On Fri, Sep 2, 2016 at 10:15 AM, Jonathan Tan <jonathanta...@google.com> wrote:
>
> +               if (is_null_oid(&old_oid)) {
> +                       if (strcmp(name, "capabilities^{}"))

Its not the zero ID that is special, its the "capabilities^{}" name
that is special when its the first entry in the stream. In the wire
protocol a "x^{}" line is a modifier to a prior "x" line to add a
peeled object to the prior line. But if we see "^{}" on the first line
that is non-sense, there is no prior line to modify with this
identifier.

Further ^{} is used here because its invalid in a name. A server
really cannot have a reference that ends with the sequence ^{}. And a
server should not have a reference named "capabilities" without a
"refs/" prefix on it.

So the entire "capabilities^{}" on the first line is a bunch of
contradictions that violate a number of things about the protocol,
which is why clients should ignore it.

I think the test should be about:

  !*list && !strcmp(name, "capabilities^{}")

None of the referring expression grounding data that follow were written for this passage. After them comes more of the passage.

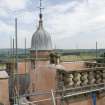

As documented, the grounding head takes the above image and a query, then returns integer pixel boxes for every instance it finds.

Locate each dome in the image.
[31,14,52,51]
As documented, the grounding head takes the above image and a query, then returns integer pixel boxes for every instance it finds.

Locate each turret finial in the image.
[39,0,44,20]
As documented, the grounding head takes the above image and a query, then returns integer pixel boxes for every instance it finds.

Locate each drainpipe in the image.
[91,92,96,105]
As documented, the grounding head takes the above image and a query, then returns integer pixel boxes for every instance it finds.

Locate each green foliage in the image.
[61,52,96,61]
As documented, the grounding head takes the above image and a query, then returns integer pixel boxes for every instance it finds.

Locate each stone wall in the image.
[0,78,9,105]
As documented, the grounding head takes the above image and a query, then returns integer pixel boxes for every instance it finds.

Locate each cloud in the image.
[16,11,37,24]
[42,0,105,49]
[0,0,28,10]
[0,21,14,34]
[0,19,33,48]
[0,8,8,17]
[0,0,105,49]
[43,0,88,39]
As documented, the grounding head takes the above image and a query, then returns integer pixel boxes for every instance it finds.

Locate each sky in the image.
[0,0,105,49]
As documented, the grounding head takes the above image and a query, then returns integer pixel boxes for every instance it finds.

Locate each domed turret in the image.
[31,13,52,51]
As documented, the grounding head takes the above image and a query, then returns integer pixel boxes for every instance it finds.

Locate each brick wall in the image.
[0,78,10,105]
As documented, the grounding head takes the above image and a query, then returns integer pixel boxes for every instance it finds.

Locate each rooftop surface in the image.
[0,71,8,79]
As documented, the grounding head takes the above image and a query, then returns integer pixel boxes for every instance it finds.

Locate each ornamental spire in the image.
[39,0,44,21]
[38,0,44,28]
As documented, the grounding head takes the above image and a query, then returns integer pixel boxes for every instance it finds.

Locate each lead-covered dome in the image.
[31,14,52,51]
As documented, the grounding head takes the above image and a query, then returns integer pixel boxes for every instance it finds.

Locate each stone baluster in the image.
[102,70,105,83]
[73,72,81,86]
[64,74,74,88]
[88,71,95,84]
[95,71,102,84]
[81,72,88,86]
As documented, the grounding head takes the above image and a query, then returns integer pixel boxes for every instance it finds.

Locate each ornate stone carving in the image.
[73,73,81,86]
[88,72,95,84]
[81,72,88,85]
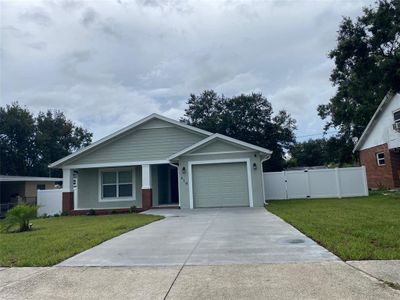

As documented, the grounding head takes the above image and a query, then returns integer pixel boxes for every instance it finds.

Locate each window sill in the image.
[98,197,136,203]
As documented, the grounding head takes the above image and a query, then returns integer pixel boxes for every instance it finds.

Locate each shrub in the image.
[41,213,49,219]
[1,204,39,233]
[129,206,137,213]
[86,209,96,216]
[111,210,118,214]
[61,211,69,216]
[53,213,60,217]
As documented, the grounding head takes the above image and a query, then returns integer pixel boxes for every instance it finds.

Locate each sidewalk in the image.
[1,261,399,299]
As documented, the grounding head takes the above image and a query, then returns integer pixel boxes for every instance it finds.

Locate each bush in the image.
[61,211,69,216]
[111,210,117,214]
[129,206,137,213]
[41,213,49,219]
[86,209,96,216]
[53,213,60,217]
[1,204,39,233]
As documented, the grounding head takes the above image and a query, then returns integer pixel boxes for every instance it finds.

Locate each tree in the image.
[0,102,93,177]
[288,137,354,167]
[318,0,400,163]
[35,110,92,176]
[0,103,36,176]
[289,139,328,167]
[182,90,297,171]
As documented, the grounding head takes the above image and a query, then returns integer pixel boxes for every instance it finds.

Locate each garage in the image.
[192,162,250,208]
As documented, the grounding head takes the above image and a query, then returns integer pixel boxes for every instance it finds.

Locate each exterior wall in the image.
[177,151,265,208]
[189,140,247,154]
[68,120,206,166]
[359,143,400,189]
[24,182,57,198]
[360,94,400,150]
[76,167,144,209]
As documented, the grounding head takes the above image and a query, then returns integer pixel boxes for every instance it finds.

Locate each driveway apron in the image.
[59,208,338,266]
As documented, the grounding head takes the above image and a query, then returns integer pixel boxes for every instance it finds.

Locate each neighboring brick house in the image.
[354,92,400,189]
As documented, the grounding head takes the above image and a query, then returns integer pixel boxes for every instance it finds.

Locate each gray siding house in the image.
[50,114,271,212]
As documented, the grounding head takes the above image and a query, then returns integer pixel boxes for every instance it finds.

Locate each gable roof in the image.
[353,91,396,152]
[49,114,212,168]
[169,133,272,160]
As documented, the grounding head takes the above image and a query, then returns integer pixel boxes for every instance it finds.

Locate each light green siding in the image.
[77,167,143,209]
[192,163,249,207]
[188,139,247,155]
[68,121,206,166]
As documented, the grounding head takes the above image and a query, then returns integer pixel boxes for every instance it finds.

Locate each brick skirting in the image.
[359,143,400,189]
[142,188,153,210]
[62,192,74,213]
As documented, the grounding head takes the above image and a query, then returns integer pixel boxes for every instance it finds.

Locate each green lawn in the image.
[266,191,400,260]
[0,213,163,267]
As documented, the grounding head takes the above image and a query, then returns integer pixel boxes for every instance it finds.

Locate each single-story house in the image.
[49,114,272,213]
[0,175,62,216]
[353,91,400,189]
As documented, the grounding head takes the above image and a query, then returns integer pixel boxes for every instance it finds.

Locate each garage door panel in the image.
[192,162,249,208]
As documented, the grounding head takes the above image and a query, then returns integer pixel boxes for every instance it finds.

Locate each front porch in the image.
[62,163,180,214]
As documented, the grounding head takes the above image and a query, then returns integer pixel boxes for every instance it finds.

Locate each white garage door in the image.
[192,162,249,208]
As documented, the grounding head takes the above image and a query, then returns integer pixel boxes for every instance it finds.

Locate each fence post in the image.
[361,166,369,196]
[283,171,288,199]
[305,169,311,198]
[335,168,342,198]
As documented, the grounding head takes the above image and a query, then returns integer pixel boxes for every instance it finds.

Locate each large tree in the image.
[318,0,400,162]
[0,103,92,177]
[288,137,354,167]
[181,90,296,171]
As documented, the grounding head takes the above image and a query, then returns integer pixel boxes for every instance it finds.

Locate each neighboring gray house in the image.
[50,114,271,212]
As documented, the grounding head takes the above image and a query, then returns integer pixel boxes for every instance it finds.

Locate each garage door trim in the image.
[188,158,253,209]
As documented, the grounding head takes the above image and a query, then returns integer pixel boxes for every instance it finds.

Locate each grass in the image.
[266,191,400,260]
[0,213,163,267]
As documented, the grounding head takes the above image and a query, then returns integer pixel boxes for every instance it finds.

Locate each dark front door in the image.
[170,167,179,204]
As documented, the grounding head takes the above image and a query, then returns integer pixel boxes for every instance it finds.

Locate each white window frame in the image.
[376,152,385,166]
[393,108,400,123]
[98,167,136,202]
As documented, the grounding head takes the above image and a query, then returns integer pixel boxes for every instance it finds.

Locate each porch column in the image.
[62,168,74,213]
[141,164,152,210]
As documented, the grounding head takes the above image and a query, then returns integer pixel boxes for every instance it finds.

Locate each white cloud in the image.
[1,0,374,141]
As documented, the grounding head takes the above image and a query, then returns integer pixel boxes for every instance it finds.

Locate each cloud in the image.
[2,0,374,141]
[19,8,52,26]
[81,8,98,27]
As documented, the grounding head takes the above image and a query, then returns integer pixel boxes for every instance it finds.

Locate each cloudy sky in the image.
[1,0,373,141]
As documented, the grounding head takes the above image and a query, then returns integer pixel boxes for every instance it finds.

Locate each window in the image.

> +                               warning("zero object ID received that is not 
> accompanied by a "
> +                                       "capability declaration, ignoring and 
> continuing anyway");

Annoyingly a zero object ID is sort of possible; with a probability of
1/2^160 or something. Its just a very very unlikely value. Slightly
stronger to test against the known invalid name.